International architecture and design firm Kohn Pedersen Fox Associates provided renderings of what the future space might look like, although the school has yet to choose an architect or finalize a design.
The renovated building will provide an official home for NYU’s new CUSP program—a joint venture between higher education institutions and tech industry mainstays including IBM, Cisco and Siemens—providing students and faculty with approximately 150,000 square feet of office, administration, classroom and high-tech research space.
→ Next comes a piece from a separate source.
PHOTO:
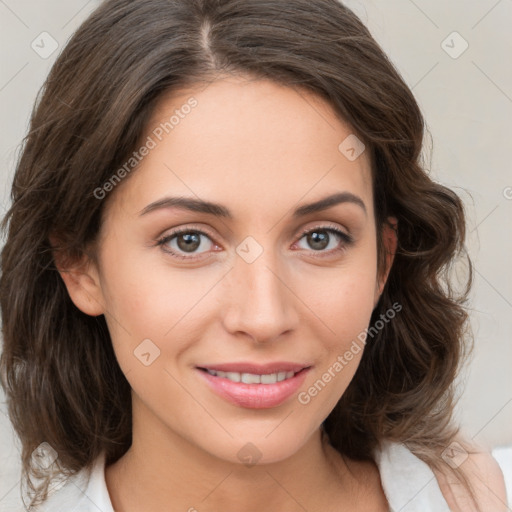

An additional 40,000 square feet will be earmarked for the creation of incubator spaces for spin-off companies and special office spaces for tech leaders.
These tenants will be connected by a highly visible “network”: a line of shared spaces such as conference centers, common labs, new media spaces, cafes, fitness centers and public gathering spaces, where the academic and business community can mingle alongside the residents of Brooklyn.
The activities within will also be strikingly expressed through a new façade. Visible from any angle, the clear glass ‘linear network’ running through the building will pulse with life 24 hours a day. The rest of 370 Jay Street will be wrapped by a shimmering façade of faceted metal panels that weave across the building, picking up both the reflections of light from the sky and activity from the street.